Ay, thou art one to hold an Argive down—
Thou, skilled to plan the murder of the king,
But not with thine own hand to smite the blow!

That fraudful force was woman’s very part,
Not mine, whom deep suspicion from of old
Would have debarred. Now by his treasure’s aid
My purpose holds to rule the citizens.
But whoso will not bear my guiding hand,        1928
Him for his corn-fed mettle I will drive
Not as a trace-horse, light-caparisoned,
But to the shafts with heaviest harness bound.
Famine, the grim mate of the dungeon dark,        1932
Shall look on him and shall behold him tame.

Thou losel soul, was then thy strength too slight
To deal in murder, while a woman’s hand,
Staining and shaming Argos and its gods,        1936
Availed to slay him? Ho, if anywhere
The light of life smite on Orestes’ eyes,
Let him, returning by some guardian fate,
Hew down with force her paramour and her!        1940

How thy word and act shall issue, thou shalt shortly understand.

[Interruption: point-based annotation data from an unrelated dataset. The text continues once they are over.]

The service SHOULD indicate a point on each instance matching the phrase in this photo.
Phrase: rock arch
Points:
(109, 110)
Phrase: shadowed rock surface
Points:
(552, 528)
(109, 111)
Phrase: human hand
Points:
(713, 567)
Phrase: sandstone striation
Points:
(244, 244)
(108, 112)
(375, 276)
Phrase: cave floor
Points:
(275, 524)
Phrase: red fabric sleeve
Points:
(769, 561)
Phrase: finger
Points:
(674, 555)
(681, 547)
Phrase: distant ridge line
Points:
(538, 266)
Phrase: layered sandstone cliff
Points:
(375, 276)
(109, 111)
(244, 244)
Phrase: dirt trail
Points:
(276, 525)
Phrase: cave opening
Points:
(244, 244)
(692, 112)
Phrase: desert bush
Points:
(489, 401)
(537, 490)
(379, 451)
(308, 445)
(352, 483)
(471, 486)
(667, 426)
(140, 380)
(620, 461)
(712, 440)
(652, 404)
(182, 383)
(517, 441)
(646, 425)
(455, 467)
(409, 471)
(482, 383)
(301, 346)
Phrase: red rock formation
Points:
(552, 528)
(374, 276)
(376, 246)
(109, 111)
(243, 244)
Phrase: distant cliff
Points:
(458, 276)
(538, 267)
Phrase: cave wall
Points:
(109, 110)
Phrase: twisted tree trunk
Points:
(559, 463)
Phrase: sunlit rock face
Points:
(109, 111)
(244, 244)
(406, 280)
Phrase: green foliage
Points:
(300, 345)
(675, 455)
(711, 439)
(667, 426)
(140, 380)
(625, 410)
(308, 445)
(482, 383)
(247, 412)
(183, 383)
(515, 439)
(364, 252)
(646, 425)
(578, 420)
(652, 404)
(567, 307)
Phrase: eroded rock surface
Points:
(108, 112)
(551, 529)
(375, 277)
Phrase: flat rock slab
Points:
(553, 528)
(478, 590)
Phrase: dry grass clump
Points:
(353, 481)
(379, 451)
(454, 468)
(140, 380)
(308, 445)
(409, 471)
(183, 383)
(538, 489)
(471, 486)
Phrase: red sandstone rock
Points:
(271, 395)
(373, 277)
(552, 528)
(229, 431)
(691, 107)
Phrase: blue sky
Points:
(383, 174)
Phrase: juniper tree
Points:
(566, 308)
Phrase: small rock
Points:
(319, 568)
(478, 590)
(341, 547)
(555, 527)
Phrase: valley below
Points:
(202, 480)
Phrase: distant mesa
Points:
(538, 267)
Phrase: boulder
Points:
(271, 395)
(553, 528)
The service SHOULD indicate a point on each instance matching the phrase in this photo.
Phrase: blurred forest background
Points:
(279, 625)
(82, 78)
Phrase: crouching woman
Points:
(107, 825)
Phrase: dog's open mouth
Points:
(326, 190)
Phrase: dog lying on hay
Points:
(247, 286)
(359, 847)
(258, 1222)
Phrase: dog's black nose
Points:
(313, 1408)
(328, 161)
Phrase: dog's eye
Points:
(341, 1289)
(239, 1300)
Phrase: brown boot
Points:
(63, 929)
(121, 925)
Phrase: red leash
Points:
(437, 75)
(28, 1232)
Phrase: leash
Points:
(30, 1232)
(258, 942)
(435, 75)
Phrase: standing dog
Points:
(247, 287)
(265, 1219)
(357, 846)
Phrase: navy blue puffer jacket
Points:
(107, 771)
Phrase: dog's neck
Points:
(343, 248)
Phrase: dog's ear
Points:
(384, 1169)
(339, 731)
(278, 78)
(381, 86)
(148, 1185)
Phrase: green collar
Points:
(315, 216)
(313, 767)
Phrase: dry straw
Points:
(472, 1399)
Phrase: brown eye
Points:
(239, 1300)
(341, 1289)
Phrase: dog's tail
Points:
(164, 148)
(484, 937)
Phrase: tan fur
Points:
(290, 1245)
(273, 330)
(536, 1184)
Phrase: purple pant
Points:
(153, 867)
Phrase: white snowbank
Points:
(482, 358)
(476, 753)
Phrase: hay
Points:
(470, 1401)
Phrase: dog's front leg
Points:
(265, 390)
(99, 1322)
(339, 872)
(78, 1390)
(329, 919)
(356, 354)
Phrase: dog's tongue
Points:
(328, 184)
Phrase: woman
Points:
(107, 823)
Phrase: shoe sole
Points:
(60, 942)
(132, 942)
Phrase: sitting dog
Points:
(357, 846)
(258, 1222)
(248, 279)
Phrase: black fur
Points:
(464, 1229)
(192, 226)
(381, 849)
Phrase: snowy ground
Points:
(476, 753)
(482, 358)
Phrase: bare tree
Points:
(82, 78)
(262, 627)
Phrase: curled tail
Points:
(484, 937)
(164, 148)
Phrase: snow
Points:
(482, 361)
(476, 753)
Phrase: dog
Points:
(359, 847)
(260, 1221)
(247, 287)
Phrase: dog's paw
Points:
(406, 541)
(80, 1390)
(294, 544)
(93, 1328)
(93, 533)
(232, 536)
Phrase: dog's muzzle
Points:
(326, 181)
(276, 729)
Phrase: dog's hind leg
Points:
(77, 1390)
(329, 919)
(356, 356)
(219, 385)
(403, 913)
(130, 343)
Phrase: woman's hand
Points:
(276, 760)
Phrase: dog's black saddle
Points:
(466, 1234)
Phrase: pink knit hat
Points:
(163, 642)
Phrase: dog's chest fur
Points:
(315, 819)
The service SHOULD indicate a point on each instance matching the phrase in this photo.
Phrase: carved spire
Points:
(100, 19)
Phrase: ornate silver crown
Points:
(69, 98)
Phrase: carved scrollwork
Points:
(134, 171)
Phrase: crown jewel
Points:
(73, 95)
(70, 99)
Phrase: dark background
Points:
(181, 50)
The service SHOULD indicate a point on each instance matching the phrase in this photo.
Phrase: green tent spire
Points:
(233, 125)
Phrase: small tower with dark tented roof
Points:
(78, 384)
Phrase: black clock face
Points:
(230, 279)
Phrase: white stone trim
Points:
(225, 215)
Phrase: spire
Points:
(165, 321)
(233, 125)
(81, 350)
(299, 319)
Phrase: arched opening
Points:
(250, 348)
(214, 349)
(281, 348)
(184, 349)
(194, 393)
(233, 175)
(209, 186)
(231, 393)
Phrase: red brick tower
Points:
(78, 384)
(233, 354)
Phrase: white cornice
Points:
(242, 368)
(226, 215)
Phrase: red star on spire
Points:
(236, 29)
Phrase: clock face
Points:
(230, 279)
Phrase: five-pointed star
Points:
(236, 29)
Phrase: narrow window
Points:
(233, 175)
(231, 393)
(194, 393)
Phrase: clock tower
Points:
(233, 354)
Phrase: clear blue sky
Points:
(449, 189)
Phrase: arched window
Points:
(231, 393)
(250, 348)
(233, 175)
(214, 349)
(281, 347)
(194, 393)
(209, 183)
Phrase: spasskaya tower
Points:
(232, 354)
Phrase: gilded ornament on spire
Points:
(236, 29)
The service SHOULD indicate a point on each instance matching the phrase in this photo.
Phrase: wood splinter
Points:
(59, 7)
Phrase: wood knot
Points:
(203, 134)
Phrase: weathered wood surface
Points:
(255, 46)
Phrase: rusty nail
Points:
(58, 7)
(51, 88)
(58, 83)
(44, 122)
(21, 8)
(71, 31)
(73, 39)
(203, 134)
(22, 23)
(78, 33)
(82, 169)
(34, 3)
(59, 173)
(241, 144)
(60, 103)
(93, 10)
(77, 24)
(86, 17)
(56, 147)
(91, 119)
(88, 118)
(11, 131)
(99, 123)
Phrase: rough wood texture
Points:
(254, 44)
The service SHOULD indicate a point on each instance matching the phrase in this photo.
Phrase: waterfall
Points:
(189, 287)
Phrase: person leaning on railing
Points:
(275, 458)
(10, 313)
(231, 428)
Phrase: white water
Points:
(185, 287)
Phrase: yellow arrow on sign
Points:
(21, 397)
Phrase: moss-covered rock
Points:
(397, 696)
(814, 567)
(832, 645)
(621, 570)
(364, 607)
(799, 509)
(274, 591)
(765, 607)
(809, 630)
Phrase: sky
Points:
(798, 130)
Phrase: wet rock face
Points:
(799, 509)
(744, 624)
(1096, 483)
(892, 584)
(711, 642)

Up to action, O my comrades! for the fight is hard at hand.
Swift, your right hands to the sword hilt! bare the weapon as for strife—

Lo! I too am standing ready, hand on hilt for death or life.

’Twas thy word and we accept it: onward to the chance of war!

Nay, enough, enough, my champion! we will smite and slay no more.
Already have we reaped enough the harvest-field of guilt:
Enough of wrong and murder, let no other blood be spilt.        1948
Peace, old men! and pass away unto the homes by Fate decreed,
Lest ill valour meet our vengeance—’twas a necessary deed.
But enough of toils and troubles—be the end, if ever, now,
Ere thy talon, O Avenger, deal another deadly blow.        1952
’Tis a woman’s word of warning, and let who will list thereto.

But that these should loose and lavish reckless blossoms of the tongue,
And in hazard of their fortune cast upon me words of wrong,
And forget the law of subjects, and revile their ruler’s word—        1956

Ruler? but ’tis not for Argives, thus to own a dastard lord!

I will follow to chastise thee in my coming days of sway.

Not if Fortune guide Orestes safely on his homeward way.

Ah, well I know how exiles feed on hopes of their return.

Fare and batten on pollution of the right, while ’tis thy turn.

Thou shalt pay, be well assurèd, heavy quittance for thy pride.

Crow and strut, with her to watch thee, like a cock, his mate beside!

Heed not thou too highly of them—let the cur-pack growl and yell:
I and thou will rule the palace and will order all things well.  [Exeunt.